Amaral (1995) identifica três parâmetros sociais para a definição da "diferença significativa" ou deficiência como desvio ou anormalidade. O primeiro refere-se ao critério estatístico que impõe uma "média aritmética" dos valores sociais que predominam. Cita como exemplo a existência de uma altura média do homem brasileiro, assim como uma freqüência média de escolhas profissionais por gênero. O segundo diz respeito às características da espécie humana, que tem na sua "vocação" genética uma forma e função, uma estrutura própria que a diferencia de outros seres; e, por último, o parâmetro que compara determinada pessoa com um tipo ideal construído pelo grupo dominante.
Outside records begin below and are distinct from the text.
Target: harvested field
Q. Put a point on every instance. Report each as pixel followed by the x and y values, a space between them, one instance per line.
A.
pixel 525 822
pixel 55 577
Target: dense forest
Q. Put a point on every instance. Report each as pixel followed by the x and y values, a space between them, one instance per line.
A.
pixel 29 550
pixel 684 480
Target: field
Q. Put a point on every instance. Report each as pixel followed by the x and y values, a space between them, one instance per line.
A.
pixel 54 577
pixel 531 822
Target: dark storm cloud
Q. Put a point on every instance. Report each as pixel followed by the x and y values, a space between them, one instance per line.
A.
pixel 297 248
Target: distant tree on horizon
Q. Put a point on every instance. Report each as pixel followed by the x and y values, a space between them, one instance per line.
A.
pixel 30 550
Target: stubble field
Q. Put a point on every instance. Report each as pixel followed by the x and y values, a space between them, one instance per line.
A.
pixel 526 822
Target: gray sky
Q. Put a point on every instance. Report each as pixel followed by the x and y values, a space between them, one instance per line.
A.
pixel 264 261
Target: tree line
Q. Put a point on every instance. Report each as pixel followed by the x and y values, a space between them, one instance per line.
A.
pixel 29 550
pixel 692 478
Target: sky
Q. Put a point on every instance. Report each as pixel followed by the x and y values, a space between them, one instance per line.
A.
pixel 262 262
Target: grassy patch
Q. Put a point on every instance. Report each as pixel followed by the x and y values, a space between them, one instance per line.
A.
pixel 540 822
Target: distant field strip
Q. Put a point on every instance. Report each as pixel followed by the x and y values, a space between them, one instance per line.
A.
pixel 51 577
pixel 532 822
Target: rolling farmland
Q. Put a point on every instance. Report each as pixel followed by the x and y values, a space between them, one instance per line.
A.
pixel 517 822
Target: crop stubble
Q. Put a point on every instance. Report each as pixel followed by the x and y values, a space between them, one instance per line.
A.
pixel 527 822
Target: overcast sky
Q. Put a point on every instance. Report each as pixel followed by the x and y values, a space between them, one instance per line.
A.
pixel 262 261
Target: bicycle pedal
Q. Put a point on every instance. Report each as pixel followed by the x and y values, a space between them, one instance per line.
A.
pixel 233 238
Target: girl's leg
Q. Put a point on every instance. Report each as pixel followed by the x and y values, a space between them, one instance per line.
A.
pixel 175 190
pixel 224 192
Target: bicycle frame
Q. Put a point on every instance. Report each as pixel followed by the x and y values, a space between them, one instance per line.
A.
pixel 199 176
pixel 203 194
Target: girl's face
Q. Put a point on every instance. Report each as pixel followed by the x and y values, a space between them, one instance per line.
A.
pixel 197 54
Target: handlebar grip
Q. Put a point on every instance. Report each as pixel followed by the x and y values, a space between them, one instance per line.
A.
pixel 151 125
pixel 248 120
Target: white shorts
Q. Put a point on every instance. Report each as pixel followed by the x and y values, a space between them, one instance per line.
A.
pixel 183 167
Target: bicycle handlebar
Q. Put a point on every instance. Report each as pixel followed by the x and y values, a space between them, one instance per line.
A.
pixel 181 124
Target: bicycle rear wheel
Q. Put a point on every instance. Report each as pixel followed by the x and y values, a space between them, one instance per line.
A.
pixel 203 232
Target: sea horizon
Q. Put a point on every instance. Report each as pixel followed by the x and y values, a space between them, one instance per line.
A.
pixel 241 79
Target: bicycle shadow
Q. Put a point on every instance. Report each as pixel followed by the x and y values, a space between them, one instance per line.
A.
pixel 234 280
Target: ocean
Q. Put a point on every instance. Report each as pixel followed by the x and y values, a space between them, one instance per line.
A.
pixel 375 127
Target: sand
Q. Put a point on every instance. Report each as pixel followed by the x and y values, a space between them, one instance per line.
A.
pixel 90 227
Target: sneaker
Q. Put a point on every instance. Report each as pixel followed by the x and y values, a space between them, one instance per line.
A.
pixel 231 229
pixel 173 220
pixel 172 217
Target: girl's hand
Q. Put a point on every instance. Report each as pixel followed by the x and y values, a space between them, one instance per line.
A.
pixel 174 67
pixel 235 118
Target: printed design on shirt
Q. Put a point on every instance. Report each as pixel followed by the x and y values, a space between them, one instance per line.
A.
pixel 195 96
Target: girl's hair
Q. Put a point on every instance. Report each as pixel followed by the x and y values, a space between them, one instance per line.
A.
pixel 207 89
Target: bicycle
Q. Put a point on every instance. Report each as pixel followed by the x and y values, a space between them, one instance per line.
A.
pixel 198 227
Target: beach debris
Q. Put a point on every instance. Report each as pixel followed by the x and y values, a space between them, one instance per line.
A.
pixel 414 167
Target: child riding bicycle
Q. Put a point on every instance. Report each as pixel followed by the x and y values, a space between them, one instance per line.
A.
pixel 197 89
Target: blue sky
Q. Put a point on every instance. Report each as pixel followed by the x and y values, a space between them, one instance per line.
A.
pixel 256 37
Faz também uma distinção entre "deficiência primária" e "deficiência secundária", numa tentativa de expressar os fatores objetivos e subjetivos:

Entendo atualmente que "deficiência primária" engloba o impedimento (impairment) – dano ou anormalidade de estrutura ou função: o olho lesado, o braço paralisado, a perna inexistente... e a deficiência propriamente dita (disability) – restrição/perda de atividade, seqüela: o não ver, o não manipular, o não andar... Refere-se portanto aos fatores intrínsecos, às limitações em si. À pessoa/corpo. [...] "Deficiência secundária" está ligada ao conceito de incapacidade (handicap) e, em decorrência, de desvantagem. [...] Ou seja, deficiência secundária é aquela não inerente necessariamente à diferença em si, mas ligada também à leitura social que é feita dessa diferença. (AMARAL, 1994, p. 17)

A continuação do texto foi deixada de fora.